Cependant, « Ce n'est pas de la justice privée. On ne parle pas de justifier la vengeance ou le règlement de comptes. C'est pourquoi la légitime défense s'apprécie de manière très stricte. »
Elle repose sur deux principes :
- l'immédiateté et la proportionnalité de la réplique. L'article 122-5 du Code pénal est, à cet égard, très clair : « N'est pas pénalement responsable la personne qui, devant une atteinte injustifiée envers elle-même ou autrui, accomplit, dans le même temps, un acte commandé par la nécessité de la légitime défense d'elle-même ou d'autrui, sauf s'il y a disproportion entre les moyens de défense employés et la gravité de l'atteinte. »

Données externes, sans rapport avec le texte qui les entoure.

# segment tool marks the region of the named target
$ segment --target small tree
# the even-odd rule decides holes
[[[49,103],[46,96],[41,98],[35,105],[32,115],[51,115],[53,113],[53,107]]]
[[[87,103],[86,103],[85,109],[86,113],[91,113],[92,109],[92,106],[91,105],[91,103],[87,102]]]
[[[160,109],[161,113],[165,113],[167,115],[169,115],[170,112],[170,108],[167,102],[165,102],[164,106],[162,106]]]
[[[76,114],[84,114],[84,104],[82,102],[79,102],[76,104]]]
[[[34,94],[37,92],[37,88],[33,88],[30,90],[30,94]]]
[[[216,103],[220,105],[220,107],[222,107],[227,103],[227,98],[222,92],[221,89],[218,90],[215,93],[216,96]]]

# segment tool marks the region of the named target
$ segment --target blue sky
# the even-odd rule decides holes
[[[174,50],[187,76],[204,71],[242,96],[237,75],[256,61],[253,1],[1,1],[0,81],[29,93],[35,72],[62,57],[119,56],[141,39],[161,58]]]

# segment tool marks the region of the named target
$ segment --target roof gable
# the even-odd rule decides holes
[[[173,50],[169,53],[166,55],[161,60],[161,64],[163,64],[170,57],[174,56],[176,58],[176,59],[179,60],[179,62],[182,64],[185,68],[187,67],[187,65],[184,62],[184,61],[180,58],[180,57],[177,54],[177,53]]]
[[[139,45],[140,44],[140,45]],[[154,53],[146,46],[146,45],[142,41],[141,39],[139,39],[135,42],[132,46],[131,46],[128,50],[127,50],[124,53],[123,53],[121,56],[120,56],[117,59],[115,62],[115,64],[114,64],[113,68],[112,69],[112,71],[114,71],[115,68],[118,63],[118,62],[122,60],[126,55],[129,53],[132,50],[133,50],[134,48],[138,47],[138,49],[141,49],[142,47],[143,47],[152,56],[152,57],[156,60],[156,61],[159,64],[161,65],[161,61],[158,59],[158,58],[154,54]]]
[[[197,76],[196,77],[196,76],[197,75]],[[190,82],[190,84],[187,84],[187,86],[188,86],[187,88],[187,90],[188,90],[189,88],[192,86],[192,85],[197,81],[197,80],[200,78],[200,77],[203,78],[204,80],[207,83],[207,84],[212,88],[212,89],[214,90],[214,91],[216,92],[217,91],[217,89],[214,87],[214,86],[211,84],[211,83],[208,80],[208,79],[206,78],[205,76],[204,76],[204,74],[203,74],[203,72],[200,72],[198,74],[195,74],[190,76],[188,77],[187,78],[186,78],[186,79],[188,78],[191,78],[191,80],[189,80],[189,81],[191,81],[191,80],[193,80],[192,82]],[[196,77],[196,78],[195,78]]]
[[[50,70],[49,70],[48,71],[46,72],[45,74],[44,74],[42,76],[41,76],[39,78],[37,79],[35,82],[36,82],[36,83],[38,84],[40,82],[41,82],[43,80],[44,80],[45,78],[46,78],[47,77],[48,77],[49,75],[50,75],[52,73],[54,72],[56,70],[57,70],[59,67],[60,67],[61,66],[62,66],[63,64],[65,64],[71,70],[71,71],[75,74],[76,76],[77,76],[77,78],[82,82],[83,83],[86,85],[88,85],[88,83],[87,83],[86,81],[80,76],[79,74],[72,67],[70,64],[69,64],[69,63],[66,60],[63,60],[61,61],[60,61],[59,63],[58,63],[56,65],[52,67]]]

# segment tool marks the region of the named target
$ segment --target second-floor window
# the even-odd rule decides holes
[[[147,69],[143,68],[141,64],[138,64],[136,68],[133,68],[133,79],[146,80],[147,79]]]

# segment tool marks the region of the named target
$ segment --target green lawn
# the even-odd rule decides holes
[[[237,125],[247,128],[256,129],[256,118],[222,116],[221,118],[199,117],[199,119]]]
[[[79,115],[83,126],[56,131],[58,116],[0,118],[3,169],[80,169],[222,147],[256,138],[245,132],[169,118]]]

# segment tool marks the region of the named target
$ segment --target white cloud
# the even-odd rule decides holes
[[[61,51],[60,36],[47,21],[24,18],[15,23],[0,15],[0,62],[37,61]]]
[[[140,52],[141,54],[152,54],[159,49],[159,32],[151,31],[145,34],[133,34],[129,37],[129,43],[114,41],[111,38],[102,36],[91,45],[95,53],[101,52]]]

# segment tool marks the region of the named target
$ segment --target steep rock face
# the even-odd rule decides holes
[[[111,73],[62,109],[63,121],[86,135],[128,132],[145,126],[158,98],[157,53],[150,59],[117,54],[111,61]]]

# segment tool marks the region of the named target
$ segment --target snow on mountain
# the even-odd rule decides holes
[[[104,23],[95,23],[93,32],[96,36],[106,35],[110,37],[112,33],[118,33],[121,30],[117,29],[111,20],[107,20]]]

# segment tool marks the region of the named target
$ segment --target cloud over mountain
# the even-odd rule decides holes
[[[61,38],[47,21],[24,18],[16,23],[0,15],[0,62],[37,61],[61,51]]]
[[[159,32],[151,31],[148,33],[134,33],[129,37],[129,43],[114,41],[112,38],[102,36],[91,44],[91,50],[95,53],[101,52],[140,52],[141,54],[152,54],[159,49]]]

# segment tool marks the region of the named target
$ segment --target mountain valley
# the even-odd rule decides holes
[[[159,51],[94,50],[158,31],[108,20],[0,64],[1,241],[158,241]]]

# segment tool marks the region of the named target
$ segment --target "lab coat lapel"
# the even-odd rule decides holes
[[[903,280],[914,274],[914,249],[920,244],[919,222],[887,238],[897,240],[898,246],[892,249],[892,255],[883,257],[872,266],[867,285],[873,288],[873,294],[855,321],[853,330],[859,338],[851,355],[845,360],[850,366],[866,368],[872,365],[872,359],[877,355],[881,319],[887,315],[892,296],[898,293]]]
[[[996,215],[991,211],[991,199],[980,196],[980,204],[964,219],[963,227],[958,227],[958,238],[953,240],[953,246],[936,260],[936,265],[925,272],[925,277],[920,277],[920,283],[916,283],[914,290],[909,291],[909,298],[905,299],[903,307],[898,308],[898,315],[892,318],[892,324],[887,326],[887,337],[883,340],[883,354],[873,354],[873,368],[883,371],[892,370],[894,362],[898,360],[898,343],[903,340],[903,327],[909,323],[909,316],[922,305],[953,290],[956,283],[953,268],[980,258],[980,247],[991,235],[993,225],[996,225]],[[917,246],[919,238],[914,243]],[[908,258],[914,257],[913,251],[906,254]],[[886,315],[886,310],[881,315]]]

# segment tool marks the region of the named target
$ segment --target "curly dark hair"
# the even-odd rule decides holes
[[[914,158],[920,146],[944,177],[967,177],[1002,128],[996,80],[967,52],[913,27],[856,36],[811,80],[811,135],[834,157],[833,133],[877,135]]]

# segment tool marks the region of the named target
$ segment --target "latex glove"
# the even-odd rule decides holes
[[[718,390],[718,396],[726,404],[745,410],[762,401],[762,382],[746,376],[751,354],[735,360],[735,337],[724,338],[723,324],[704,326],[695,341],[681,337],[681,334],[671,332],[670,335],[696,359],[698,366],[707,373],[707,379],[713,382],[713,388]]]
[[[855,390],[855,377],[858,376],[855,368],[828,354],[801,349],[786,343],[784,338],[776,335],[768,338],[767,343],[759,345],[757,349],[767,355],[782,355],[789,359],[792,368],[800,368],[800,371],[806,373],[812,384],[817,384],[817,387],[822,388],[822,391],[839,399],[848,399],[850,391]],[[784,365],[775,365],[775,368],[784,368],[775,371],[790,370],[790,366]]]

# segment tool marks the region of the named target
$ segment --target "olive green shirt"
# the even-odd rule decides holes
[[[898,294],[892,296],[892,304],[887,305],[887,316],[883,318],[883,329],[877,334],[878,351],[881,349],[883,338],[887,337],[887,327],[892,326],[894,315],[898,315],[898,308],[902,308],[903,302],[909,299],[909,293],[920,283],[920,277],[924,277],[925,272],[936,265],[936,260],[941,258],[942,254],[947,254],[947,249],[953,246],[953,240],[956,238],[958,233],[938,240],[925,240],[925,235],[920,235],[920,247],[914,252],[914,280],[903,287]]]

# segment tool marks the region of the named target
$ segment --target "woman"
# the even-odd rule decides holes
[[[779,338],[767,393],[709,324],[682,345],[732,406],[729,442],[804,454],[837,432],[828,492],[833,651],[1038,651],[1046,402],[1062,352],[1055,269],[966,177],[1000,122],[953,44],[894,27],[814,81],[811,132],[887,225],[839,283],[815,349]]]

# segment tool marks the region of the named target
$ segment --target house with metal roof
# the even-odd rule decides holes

- la réponse doit être simultanée à la menace (il n'est pas question de partir à la recherche de son agresseur pour se faire justice soi-même) et mesurée à la gravité de l'acte (pas question de répondre à un croche-pied par un coup de couteau).
« J'ai obtenu la légitime défense pour un client qui avait répliqué à un coup de tête par un coup de poing », explique par exemple Me Nicolas Pasina, avocat au barreau d'Epinal (Vosges). Depuis 1994, le Code pénal est même encore plus précis : en cas de seule atteinte aux biens (par opposition à l'atteinte aux personnes), réagir en commettant un homicide volontaire n'est pas de la légitime défense.
Par ailleurs, l'article du Code pénal prévoit que la légitime défense vaut également pour autrui. C'est-à-dire qu'on justifie la réaction d'une tierce personne qui assiste à une agression.
Il existe enfin deux cas précis dans lesquels la légitime défense est présumée :
« Pour repousser, de nuit, l'entrée par effraction, violence ou ruse dans un lieu habité »
et,
« pour se défendre contre les auteurs de vols ou de pillages exécutés avec violence ».
Comme le résume Yves Mayaud, « la légitime défense ne pose pas de problème en droit, mais en fait. Car tout est une question de dosage et d'évaluation ».
« Concrètement, c'est extrêmement compliqué de la faire admettre par les magistrats.
Ils ont une vraie peur du mauvais exemple », confirme Me Caty Richard, une pénaliste du barreau de Pontoise (Val-d'Oise), qui suit actuellement deux dossiers sensibles.
A noter toutefois que la légitime défense peut être débattue à tous les stades de la procédure. « Je me souviens par exemple d'un dossier de rixe mortelle, confie le pénaliste parisien Me Thomas Bidnic. Mon client avait été renvoyé aux assises à l'issue de l'instruction, mais j'avais obtenu son acquittement en plaidant la légitime défense devant la cour. »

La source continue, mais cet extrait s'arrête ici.